7. Can a recording of a person’s voice fool a voice biometric system?
Using a voice recording device to playback another person’s voice is known as a Replay Attack. In many cases voice biometric engines can identify recording devices, using several techniques including detecting the absence of the highest and lowest frequencies which, though not audible to humans, are detectible to VB engines.

Additionally, the process of replaying creates distortion to audio, and, in many cases, this is detectable by ValidSoft’s replay detection algorithms. Another technique that can be applied is Identical Utterance Checking, where the VB engine checks previous authentications for being too identical to the one being analyzed. The most foolproof method is liveness checking, where a random element must be spoken, such as random digits. Recording another person’s static phrase or random phrase will not be sufficient to pass given the random nature of the challenge.

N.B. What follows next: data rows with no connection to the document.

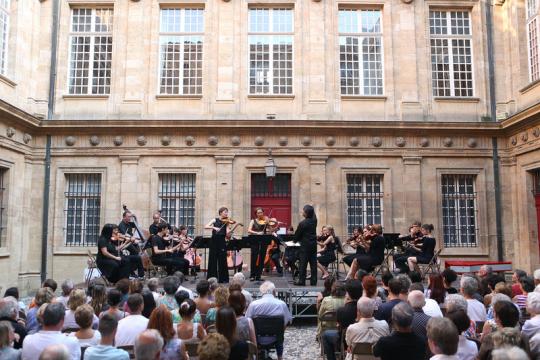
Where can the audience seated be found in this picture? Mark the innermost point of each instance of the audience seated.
(402, 344)
(53, 321)
(106, 350)
(443, 339)
(133, 324)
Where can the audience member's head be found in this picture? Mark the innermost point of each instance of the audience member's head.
(442, 336)
(161, 320)
(214, 347)
(135, 304)
(148, 345)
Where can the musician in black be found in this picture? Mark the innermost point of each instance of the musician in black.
(217, 256)
(162, 255)
(132, 251)
(306, 235)
(108, 261)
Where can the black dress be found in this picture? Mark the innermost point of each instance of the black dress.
(217, 256)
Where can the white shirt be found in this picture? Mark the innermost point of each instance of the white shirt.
(432, 308)
(34, 344)
(129, 328)
(476, 310)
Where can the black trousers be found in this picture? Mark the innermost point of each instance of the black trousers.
(217, 259)
(308, 255)
(114, 270)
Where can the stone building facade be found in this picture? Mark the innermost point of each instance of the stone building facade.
(375, 111)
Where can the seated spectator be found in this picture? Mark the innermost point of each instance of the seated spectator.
(532, 326)
(67, 286)
(53, 321)
(148, 345)
(173, 348)
(202, 302)
(442, 339)
(475, 309)
(187, 329)
(384, 312)
(7, 336)
(43, 296)
(214, 347)
(240, 279)
(367, 329)
(346, 315)
(9, 311)
(170, 284)
(221, 298)
(114, 298)
(331, 304)
(226, 326)
(420, 319)
(76, 299)
(467, 349)
(402, 344)
(84, 316)
(133, 324)
(269, 305)
(245, 330)
(106, 350)
(506, 317)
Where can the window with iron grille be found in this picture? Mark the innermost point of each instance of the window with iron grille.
(90, 51)
(176, 197)
(364, 200)
(181, 51)
(4, 34)
(82, 209)
(459, 210)
(360, 52)
(533, 39)
(451, 53)
(270, 38)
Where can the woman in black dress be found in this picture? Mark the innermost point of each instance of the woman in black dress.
(108, 261)
(306, 235)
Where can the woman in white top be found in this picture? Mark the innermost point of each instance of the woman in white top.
(84, 316)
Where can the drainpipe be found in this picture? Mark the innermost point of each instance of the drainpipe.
(493, 110)
(50, 112)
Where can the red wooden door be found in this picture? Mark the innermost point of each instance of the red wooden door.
(273, 195)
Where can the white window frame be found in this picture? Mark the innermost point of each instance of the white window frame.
(361, 36)
(92, 34)
(271, 34)
(182, 35)
(449, 37)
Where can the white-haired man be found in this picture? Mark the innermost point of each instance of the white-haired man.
(269, 305)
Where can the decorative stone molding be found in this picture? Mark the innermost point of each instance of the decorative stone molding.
(259, 141)
(94, 140)
(472, 143)
(166, 140)
(448, 142)
(10, 132)
(27, 138)
(70, 140)
(330, 141)
(141, 140)
(118, 140)
(190, 140)
(400, 142)
(235, 141)
(212, 140)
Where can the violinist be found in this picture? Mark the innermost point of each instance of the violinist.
(217, 257)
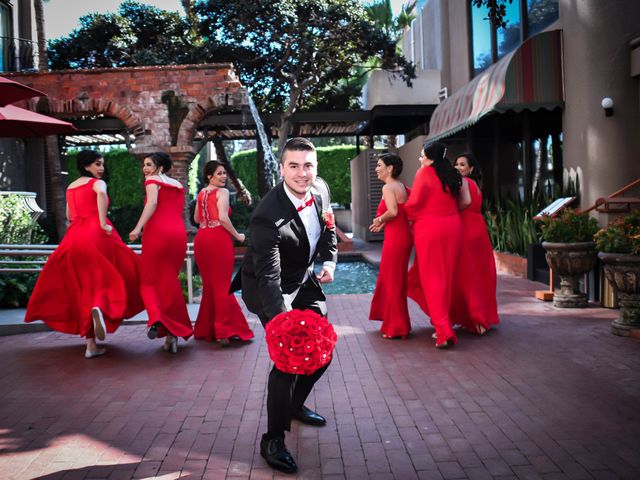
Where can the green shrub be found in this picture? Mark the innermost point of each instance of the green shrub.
(621, 236)
(16, 225)
(511, 226)
(569, 227)
(333, 166)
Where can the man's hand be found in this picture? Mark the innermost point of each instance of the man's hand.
(325, 276)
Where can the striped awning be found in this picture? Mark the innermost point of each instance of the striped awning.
(528, 78)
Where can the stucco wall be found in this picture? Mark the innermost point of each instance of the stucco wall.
(597, 64)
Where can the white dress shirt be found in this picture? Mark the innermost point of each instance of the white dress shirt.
(312, 227)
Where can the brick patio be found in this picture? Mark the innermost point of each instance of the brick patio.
(548, 395)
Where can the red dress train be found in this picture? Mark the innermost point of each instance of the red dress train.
(90, 268)
(437, 232)
(164, 247)
(389, 302)
(220, 315)
(474, 297)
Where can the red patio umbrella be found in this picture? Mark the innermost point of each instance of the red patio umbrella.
(18, 122)
(11, 92)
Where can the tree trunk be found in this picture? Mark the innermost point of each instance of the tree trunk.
(243, 194)
(51, 142)
(57, 184)
(264, 185)
(43, 58)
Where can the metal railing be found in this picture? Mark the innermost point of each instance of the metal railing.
(9, 265)
(18, 54)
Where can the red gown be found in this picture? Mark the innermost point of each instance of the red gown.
(474, 297)
(437, 235)
(389, 302)
(90, 268)
(220, 315)
(164, 247)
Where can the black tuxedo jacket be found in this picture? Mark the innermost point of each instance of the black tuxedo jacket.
(278, 254)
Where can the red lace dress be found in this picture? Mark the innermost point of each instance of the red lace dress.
(164, 247)
(389, 302)
(474, 298)
(90, 268)
(220, 315)
(437, 236)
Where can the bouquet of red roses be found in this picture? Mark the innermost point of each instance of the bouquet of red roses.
(300, 341)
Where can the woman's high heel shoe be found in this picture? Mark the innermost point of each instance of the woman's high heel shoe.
(170, 344)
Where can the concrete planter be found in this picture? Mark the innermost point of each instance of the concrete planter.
(623, 272)
(569, 261)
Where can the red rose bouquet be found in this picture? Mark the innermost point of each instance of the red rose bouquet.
(329, 219)
(300, 341)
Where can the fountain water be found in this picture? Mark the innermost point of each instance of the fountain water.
(271, 164)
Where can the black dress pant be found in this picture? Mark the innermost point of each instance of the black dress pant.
(287, 392)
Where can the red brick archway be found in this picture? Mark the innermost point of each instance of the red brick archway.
(161, 106)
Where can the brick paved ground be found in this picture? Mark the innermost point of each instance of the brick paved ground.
(549, 395)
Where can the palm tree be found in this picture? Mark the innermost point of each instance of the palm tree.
(51, 142)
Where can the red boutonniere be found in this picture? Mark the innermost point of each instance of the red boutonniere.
(329, 219)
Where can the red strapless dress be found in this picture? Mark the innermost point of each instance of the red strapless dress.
(164, 247)
(220, 315)
(437, 235)
(389, 302)
(90, 268)
(474, 296)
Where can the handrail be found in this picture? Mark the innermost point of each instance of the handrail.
(623, 190)
(11, 266)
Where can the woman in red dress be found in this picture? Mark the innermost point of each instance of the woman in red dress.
(474, 301)
(389, 302)
(433, 207)
(164, 246)
(220, 318)
(90, 283)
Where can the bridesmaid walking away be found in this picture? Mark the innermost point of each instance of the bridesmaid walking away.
(164, 246)
(90, 283)
(389, 302)
(220, 317)
(433, 206)
(474, 303)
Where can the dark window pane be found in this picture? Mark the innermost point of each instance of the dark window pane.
(509, 37)
(540, 14)
(481, 36)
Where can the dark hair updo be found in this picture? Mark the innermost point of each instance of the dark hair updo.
(476, 174)
(449, 177)
(84, 159)
(161, 159)
(210, 168)
(394, 161)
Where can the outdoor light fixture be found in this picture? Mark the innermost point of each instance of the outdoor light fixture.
(607, 104)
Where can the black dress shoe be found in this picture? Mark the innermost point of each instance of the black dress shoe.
(277, 456)
(152, 332)
(309, 417)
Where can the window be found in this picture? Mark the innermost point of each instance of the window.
(541, 14)
(6, 40)
(509, 37)
(481, 34)
(524, 18)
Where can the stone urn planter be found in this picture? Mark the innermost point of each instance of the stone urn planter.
(623, 272)
(570, 260)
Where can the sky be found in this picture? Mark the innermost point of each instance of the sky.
(61, 16)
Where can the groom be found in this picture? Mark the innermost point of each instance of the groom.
(288, 231)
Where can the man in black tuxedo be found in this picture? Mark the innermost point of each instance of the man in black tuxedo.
(287, 232)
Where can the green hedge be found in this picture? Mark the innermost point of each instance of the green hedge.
(333, 166)
(123, 174)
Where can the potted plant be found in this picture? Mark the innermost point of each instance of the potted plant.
(619, 247)
(570, 251)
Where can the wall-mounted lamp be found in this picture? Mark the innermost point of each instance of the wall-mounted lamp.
(607, 104)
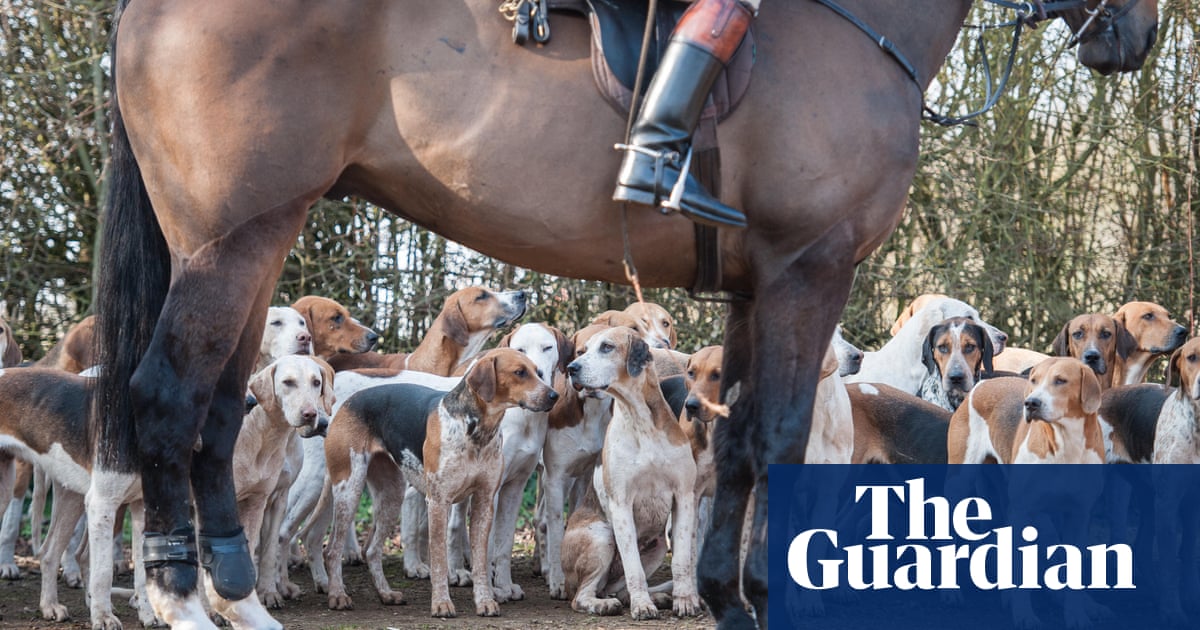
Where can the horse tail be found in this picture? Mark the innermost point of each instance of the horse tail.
(132, 277)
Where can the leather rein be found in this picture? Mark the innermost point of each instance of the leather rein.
(1099, 19)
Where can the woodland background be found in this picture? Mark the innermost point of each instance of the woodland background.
(1077, 193)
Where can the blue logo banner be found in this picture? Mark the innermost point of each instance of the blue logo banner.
(984, 546)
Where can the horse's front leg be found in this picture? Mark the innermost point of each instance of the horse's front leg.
(796, 312)
(719, 564)
(192, 378)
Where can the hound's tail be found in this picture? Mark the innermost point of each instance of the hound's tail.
(132, 277)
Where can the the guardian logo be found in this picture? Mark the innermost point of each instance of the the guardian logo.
(936, 544)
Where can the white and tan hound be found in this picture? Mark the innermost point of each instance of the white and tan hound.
(646, 475)
(1156, 335)
(575, 436)
(335, 333)
(522, 436)
(1177, 442)
(1097, 340)
(467, 319)
(899, 361)
(444, 443)
(893, 426)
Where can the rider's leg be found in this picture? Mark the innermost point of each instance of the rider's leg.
(703, 41)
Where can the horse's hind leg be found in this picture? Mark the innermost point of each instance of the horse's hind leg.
(719, 561)
(192, 378)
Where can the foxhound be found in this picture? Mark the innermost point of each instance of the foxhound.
(892, 426)
(957, 353)
(1157, 335)
(443, 443)
(899, 361)
(335, 333)
(1051, 418)
(1177, 441)
(646, 475)
(467, 319)
(522, 436)
(575, 436)
(1097, 340)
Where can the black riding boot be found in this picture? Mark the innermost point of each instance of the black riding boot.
(660, 143)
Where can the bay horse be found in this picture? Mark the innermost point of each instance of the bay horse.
(231, 119)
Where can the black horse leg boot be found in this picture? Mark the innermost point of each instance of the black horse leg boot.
(655, 167)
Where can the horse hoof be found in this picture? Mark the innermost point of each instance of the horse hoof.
(228, 562)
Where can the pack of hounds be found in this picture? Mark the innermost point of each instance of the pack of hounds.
(615, 421)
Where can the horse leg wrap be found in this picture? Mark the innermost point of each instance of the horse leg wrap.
(228, 562)
(179, 546)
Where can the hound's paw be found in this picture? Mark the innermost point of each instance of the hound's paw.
(604, 607)
(393, 598)
(489, 607)
(460, 577)
(643, 611)
(421, 571)
(72, 579)
(687, 606)
(340, 601)
(271, 600)
(289, 589)
(55, 612)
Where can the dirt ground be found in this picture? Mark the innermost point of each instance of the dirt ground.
(18, 605)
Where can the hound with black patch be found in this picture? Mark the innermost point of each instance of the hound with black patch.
(443, 443)
(646, 475)
(957, 354)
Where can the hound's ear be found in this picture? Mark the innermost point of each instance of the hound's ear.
(327, 384)
(927, 351)
(454, 324)
(987, 349)
(1126, 342)
(507, 340)
(11, 349)
(565, 348)
(639, 357)
(1090, 390)
(1061, 345)
(262, 385)
(481, 379)
(1174, 369)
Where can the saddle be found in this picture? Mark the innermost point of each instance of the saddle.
(617, 30)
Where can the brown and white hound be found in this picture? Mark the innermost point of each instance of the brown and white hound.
(467, 319)
(445, 444)
(646, 475)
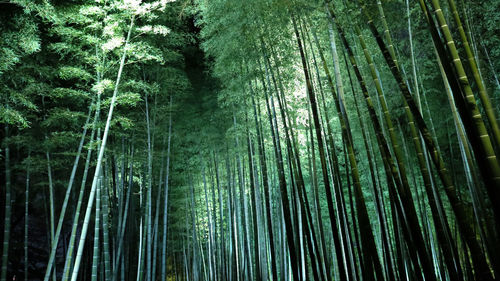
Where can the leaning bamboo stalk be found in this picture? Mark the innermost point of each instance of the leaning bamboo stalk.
(100, 157)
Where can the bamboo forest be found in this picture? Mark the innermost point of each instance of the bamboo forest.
(257, 140)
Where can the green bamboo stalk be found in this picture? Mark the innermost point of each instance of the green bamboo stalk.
(95, 257)
(100, 157)
(8, 207)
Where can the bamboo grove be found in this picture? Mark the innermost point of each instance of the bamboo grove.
(250, 140)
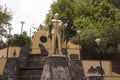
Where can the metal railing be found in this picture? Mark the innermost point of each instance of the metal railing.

It should be noted, however, that the chances of obtaining a recording of a person’s authentication phrase for fraudulent purposes are small and not a common technique used in mass attacks, more for targeted attacks. ValidSoft’s production deployment has never been compromised by a replay attack that we have been made aware of.

8. Can the system distinguish between twins?
Features used by voice biometric engines strongly relate to the shape of the vocal tract. With identical twins having the same genes but different physical development, their vocal tracts will vary enough for voice biometric systems to be able to discriminate between their voices.

9. What channels can ValidSoft’s voice biometrics be used on?
ValidSoft voice biometric technology can be used in, Contact Centers (agents and intelligent virtual agents), Interactive Voice Response platforms, Web portals, Mobile Apps, Enterprise access platforms, and eCommerce (3D-Secure), and IoT.

10. How do you capture the speaker’s audio?
ValidSoft can obtain a user’s audio through inbound or outbound phone calls, both mobile and landline, through mobile apps on smart devices, over social messaging channels such as WhatsApp for Business, Viber, and Messenger, directly through browsers, e.g., WebRTC and HTML5 and any IoT device with a microphone.